RAGE–TLR4 crosstalk regulated the synergism between high glucose and LPS on the inflammatory response in BAMs. (A–D) The levels of RAGE, TLR4, MyD88 and NF-κB p65 mRNA expression in each group. (E–J) The levels of RAGE, TLR4, MyD88 and NF-κB p65 protein expression in each group. (K–M) The levels of IL-1β, IL-6, and TNF-α in each group. Each experiment was carried out at least three times, and the data were displayed using mean ± SD. *, p < 0.05; **, p < 0.01 vs. control group; ^##, p < 0.01 vs. other treatment groups; One-way ANOVA.

Figure 6

Schematic representation of the TLR4–RAGE crosstalk participates in the HG-enhanced LPS-induced inflammation in BAMs (created with BioRender.com). HG firstly upregulated the levels of RAGE and TLR4 genes and protein expression in the BAM membrane and the secretion of pro-inflammatory-related mediators (such as HMGB1, S100A8/9, and AGEs) through the ROS/NF-κB pathway.

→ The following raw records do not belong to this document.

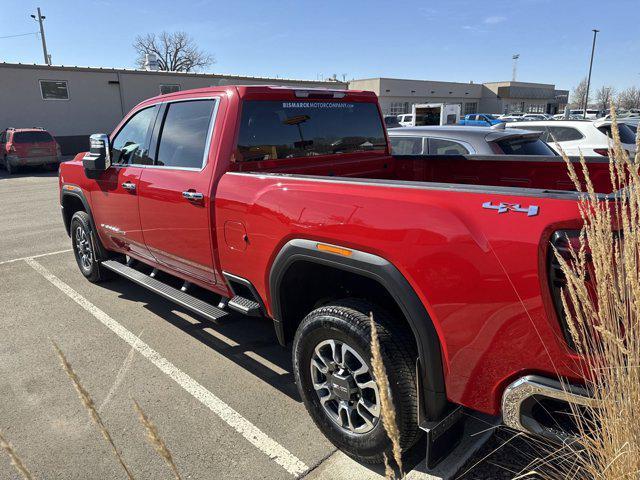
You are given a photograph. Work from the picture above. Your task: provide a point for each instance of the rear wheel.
(332, 366)
(83, 241)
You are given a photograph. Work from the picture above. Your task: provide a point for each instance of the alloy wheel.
(344, 384)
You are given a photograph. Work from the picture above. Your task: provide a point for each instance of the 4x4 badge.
(503, 207)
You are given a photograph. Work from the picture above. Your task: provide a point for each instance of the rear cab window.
(32, 137)
(285, 129)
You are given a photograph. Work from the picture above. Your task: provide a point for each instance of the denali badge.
(503, 207)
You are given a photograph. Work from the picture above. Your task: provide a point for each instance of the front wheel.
(332, 366)
(84, 248)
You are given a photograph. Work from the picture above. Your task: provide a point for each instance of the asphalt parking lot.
(222, 395)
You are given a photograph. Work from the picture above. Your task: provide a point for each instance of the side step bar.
(183, 299)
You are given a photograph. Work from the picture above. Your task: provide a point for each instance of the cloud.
(494, 19)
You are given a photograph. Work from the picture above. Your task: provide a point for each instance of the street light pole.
(39, 19)
(586, 95)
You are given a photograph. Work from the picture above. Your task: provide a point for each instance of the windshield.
(32, 137)
(525, 146)
(627, 135)
(272, 130)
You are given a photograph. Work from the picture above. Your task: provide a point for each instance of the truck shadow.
(236, 337)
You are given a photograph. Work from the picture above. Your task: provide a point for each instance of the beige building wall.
(98, 98)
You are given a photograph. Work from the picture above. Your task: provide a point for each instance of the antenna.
(515, 58)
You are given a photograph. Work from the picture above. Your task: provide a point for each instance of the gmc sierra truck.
(287, 204)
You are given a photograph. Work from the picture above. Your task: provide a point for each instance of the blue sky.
(437, 40)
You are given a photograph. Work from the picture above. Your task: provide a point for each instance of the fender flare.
(75, 191)
(430, 366)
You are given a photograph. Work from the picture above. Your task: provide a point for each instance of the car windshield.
(525, 146)
(627, 135)
(272, 130)
(32, 137)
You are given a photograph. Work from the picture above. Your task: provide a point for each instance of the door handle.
(189, 195)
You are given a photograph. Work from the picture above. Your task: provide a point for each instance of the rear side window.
(439, 146)
(184, 134)
(32, 137)
(525, 146)
(564, 134)
(271, 130)
(627, 135)
(406, 145)
(131, 143)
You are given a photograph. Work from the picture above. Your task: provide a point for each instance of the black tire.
(348, 321)
(84, 248)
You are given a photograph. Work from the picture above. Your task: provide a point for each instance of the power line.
(20, 35)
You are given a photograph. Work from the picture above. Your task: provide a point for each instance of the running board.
(183, 299)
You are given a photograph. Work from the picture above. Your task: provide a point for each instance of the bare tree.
(578, 93)
(604, 96)
(629, 98)
(175, 52)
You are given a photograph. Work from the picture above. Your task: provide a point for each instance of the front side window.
(54, 90)
(406, 145)
(184, 134)
(438, 146)
(271, 130)
(131, 143)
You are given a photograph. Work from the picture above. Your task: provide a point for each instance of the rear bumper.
(32, 161)
(521, 396)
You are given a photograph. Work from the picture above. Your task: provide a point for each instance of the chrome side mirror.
(98, 158)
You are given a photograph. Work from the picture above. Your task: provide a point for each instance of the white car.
(592, 138)
(592, 114)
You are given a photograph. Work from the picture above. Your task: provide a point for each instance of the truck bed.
(533, 172)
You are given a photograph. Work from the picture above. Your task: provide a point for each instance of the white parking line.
(249, 431)
(13, 260)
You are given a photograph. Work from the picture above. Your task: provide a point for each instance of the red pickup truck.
(287, 204)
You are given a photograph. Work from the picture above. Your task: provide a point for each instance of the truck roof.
(274, 92)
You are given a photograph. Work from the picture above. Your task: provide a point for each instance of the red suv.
(27, 147)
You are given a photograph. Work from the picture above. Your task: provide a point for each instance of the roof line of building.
(158, 72)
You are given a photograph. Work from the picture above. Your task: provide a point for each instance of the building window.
(54, 90)
(471, 107)
(169, 88)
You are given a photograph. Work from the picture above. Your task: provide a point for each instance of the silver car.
(461, 140)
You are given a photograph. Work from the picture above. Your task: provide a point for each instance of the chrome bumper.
(526, 390)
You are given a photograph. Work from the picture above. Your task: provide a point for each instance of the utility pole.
(586, 95)
(39, 19)
(515, 58)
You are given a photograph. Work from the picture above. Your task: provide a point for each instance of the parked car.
(406, 119)
(391, 121)
(592, 114)
(579, 136)
(459, 140)
(260, 203)
(21, 147)
(480, 120)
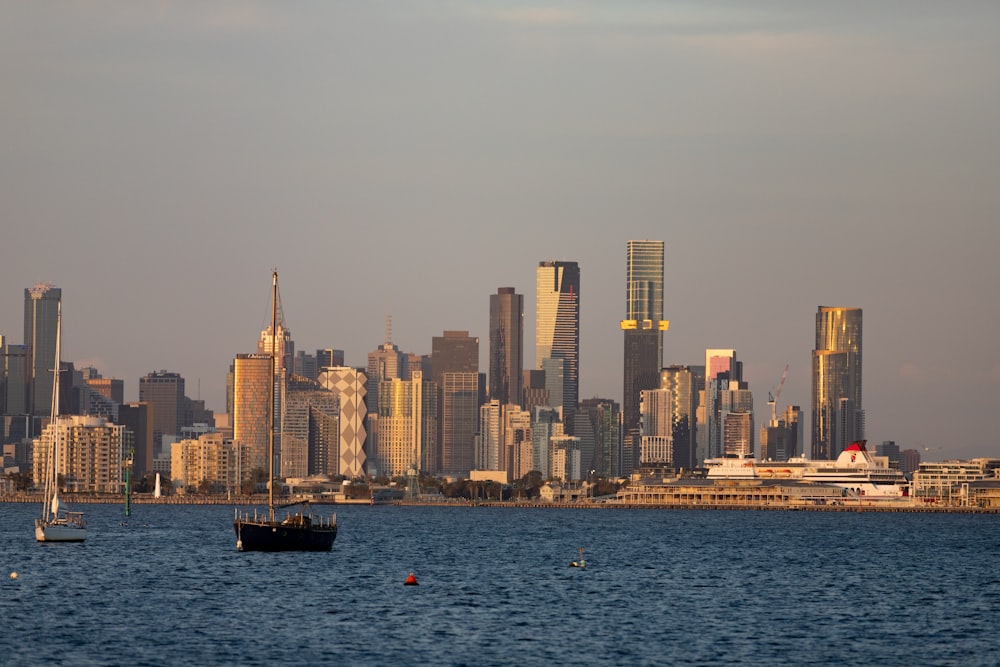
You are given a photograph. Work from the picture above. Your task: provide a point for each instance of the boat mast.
(53, 502)
(270, 411)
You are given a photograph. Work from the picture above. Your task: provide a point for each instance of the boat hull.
(59, 532)
(280, 536)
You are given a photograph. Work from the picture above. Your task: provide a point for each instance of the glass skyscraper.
(506, 346)
(838, 417)
(557, 327)
(41, 313)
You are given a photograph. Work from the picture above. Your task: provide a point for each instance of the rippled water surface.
(660, 588)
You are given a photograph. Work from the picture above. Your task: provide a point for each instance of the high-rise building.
(656, 448)
(41, 314)
(15, 379)
(385, 363)
(643, 326)
(721, 369)
(557, 328)
(517, 441)
(455, 371)
(135, 417)
(684, 383)
(545, 424)
(489, 442)
(163, 391)
(838, 417)
(329, 358)
(779, 440)
(309, 443)
(506, 345)
(253, 384)
(91, 453)
(351, 387)
(407, 420)
(605, 424)
(305, 365)
(207, 460)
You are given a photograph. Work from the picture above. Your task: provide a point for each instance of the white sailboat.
(57, 524)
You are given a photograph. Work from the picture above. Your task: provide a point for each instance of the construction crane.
(772, 399)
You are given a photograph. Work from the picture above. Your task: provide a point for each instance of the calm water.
(660, 588)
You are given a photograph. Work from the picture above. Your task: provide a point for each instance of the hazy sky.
(158, 159)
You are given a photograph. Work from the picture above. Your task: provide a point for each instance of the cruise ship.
(854, 470)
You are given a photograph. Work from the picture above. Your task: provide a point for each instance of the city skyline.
(410, 163)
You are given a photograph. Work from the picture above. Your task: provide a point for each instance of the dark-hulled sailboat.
(299, 531)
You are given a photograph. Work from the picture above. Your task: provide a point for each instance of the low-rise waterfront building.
(92, 452)
(946, 479)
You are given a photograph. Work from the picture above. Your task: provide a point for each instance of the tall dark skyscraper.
(838, 417)
(164, 393)
(41, 312)
(643, 327)
(506, 346)
(557, 328)
(455, 372)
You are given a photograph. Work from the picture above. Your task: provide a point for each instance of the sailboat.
(300, 531)
(57, 524)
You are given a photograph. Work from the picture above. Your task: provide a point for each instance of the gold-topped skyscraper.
(643, 327)
(557, 330)
(838, 418)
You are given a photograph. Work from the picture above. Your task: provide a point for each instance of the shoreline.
(98, 499)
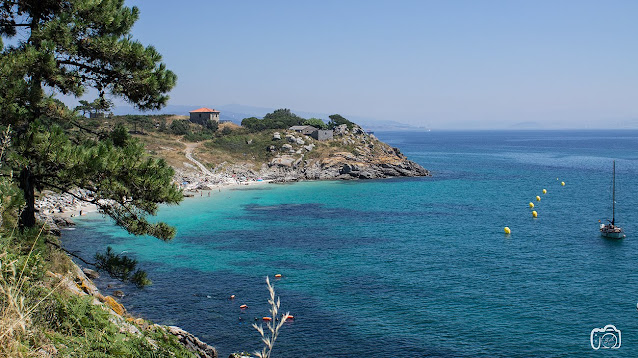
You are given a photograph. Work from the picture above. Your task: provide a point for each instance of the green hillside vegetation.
(165, 136)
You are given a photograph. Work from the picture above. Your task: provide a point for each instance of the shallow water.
(408, 267)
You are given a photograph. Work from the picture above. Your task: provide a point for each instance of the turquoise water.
(408, 267)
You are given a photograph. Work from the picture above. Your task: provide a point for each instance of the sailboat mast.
(613, 197)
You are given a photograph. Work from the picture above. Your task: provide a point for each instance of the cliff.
(286, 155)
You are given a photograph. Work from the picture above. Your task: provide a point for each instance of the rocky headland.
(293, 156)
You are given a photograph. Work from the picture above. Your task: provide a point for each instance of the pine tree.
(51, 47)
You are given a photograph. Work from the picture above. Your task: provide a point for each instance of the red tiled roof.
(204, 110)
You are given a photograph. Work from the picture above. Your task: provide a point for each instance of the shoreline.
(53, 205)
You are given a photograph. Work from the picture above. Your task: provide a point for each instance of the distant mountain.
(237, 112)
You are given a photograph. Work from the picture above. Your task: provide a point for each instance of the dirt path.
(189, 155)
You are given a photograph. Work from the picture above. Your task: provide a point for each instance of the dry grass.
(273, 326)
(15, 308)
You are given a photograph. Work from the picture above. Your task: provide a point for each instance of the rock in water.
(92, 274)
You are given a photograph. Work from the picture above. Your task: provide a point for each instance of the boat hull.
(611, 232)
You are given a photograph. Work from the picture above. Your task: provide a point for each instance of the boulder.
(286, 147)
(193, 343)
(283, 161)
(341, 129)
(92, 274)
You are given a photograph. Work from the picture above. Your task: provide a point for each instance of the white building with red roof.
(204, 115)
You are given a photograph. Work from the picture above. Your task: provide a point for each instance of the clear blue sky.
(439, 64)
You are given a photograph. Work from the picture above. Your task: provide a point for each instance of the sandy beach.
(52, 204)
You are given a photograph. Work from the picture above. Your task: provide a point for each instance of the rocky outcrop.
(193, 343)
(350, 154)
(77, 282)
(367, 158)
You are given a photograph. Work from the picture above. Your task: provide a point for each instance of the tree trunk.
(27, 217)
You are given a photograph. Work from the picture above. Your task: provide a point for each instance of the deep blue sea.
(408, 267)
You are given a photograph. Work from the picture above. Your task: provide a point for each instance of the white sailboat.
(611, 230)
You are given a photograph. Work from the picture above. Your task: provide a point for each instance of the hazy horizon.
(439, 65)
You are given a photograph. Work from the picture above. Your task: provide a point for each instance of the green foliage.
(119, 135)
(211, 125)
(140, 122)
(65, 47)
(279, 119)
(246, 146)
(315, 122)
(121, 267)
(336, 120)
(227, 131)
(180, 127)
(81, 329)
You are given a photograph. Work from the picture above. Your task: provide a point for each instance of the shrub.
(180, 127)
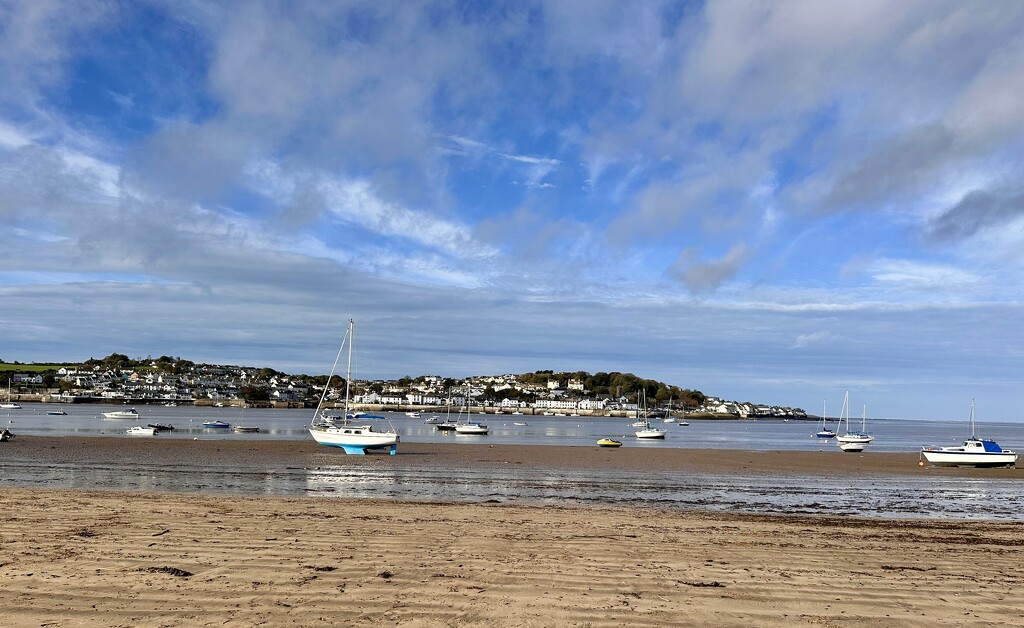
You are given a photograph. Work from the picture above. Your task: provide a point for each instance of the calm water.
(398, 477)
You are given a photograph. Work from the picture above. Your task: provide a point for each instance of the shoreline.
(87, 557)
(269, 453)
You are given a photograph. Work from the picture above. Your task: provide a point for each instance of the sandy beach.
(114, 558)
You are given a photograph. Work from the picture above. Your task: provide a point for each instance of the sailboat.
(468, 426)
(353, 438)
(9, 405)
(975, 452)
(824, 432)
(646, 430)
(853, 441)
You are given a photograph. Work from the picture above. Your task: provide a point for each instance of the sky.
(774, 202)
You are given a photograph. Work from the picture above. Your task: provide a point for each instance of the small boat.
(9, 405)
(853, 441)
(975, 452)
(825, 431)
(646, 430)
(355, 440)
(471, 427)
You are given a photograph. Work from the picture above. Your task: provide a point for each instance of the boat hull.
(939, 457)
(355, 440)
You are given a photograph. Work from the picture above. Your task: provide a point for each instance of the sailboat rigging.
(341, 432)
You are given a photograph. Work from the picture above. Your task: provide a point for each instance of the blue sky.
(772, 202)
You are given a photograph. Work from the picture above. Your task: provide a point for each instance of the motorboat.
(974, 452)
(352, 438)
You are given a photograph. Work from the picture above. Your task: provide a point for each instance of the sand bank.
(279, 454)
(77, 558)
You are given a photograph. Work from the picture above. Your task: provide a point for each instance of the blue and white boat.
(975, 452)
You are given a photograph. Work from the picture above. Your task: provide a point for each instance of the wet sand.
(114, 558)
(88, 558)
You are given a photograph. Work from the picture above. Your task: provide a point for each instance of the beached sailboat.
(825, 431)
(9, 405)
(853, 441)
(646, 429)
(352, 438)
(975, 452)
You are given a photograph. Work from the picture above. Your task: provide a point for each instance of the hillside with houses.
(118, 379)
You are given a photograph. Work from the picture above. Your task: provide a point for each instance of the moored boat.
(351, 438)
(974, 452)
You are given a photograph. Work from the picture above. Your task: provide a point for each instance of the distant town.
(119, 379)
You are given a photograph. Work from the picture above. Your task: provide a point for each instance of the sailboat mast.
(348, 371)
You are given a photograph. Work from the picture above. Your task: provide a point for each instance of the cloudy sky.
(773, 202)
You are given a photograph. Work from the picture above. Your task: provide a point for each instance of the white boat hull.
(471, 428)
(650, 433)
(355, 438)
(952, 457)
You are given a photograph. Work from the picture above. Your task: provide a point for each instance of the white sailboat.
(975, 452)
(646, 429)
(824, 432)
(853, 441)
(9, 405)
(352, 438)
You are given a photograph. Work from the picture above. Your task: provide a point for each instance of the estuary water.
(891, 434)
(970, 496)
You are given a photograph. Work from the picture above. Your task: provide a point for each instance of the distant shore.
(434, 458)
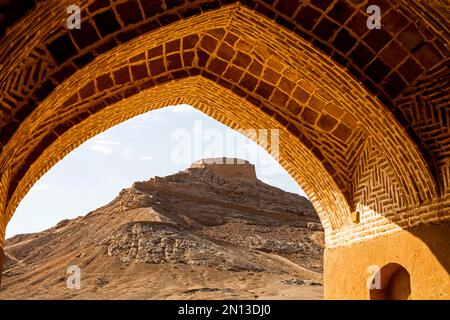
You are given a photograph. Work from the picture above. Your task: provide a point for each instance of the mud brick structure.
(363, 114)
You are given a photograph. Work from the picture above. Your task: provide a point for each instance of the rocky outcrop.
(215, 214)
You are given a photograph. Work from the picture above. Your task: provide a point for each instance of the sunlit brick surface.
(363, 113)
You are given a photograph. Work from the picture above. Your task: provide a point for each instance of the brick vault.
(363, 113)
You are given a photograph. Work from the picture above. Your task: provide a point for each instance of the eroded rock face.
(211, 215)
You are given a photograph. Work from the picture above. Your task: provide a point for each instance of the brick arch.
(398, 64)
(221, 104)
(285, 78)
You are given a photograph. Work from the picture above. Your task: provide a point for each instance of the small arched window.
(392, 282)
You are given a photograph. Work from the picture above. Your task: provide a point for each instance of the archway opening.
(108, 145)
(392, 282)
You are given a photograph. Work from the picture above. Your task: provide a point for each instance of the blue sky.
(157, 143)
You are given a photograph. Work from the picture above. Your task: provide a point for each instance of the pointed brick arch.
(341, 102)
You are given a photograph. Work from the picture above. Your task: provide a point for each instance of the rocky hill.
(211, 231)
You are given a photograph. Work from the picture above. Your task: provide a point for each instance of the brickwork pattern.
(295, 64)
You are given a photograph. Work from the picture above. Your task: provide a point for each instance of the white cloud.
(182, 108)
(152, 117)
(147, 158)
(38, 187)
(102, 149)
(104, 146)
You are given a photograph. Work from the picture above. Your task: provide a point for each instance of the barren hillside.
(211, 231)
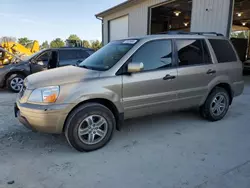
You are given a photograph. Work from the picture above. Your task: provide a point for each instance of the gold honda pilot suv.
(131, 78)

Then, pro-inflammatory-related mediators bind to RAGE and TLR4, causing RAGE–TLR4 crosstalk (increasing the levels of RAGE and TLR4) to synergistically activate the downstream MyD88/NF-κB signaling pathway and promote the release of pro-inflammatory cytokines IL-1β, IL-6, and TNF-α. When HG acts together with LPS, HG upregulates the levels of RAGE and TLR4 genes and protein expression, which can provide more receptor sites for LPS binding, and the LPS also upregulates the levels of RAGE and TLR4 genes and protein expression that can offer more receptor sites for pro-inflammatory-related mediators. The combination of HG and LPS through RAGE–TLR4 crosstalk further activates the downstream MyD88/NF-κB signaling pathway and exacerbates pro-inflammatory cytokine release in BAMs.